Give It Room to Breathe

The first mistake everyone makes is bunching things up. An installation needs room to walk — clear paths between the works so a person can move through and discover them one at a time. Think about sightlines too: when someone stands in the doorway, can they see a way in, with things revealing themselves as they go? If two works are jammed together they fight each other; spaced well, they take turns. Crowding kills the magic, so leave honest gaps.

Say it plainly: don't cram. Leave clear walking paths, keep the sightlines open so there's always something to walk towards, and let each work have its own bit of space to be seen in.

Height, Light, and the Camera That Finishes It

Height matters more than people think. A work down near the floor reads as small and humble; the same work at eye level feels like it's meeting you as an equal. Decide what each piece should feel like and hang it accordingly.
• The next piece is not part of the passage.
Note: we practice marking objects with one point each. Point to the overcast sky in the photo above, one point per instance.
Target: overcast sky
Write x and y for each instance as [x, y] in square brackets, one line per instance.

Then there's lighting, which sets the mood almost on its own. Warm light makes a room feel cosy, golden, alive; cool light makes the same room feel calm, clinical, or eerie. You're not just making things visible — you're telling the viewer how to feel before they've worked anything out. Flick the toggle in the toy and watch a friendly room turn into a strange one with nothing moved.

And here's the part students always forget: for almost everyone, the photograph is the installation. Your room gets packed up in a week, but the photo lasts forever — it's what goes in your folio, what other people see, what survives. So the documentation isn't an afterthought tacked on at the end. Photographing it well is part of making the art. We'll push that idea all the way in the next rung.

Spacing gives it room. Height gives each work its voice. Lighting sets the mood. And the photograph is how the whole thing survives — so shoot it like it matters.

Us, Thinking Out Loud

When we wander a gallery, do we like being herded down one path, or left to roam? What does that tell us about spacing?

Warm light or cool light for our other world — which fits the mood we're after?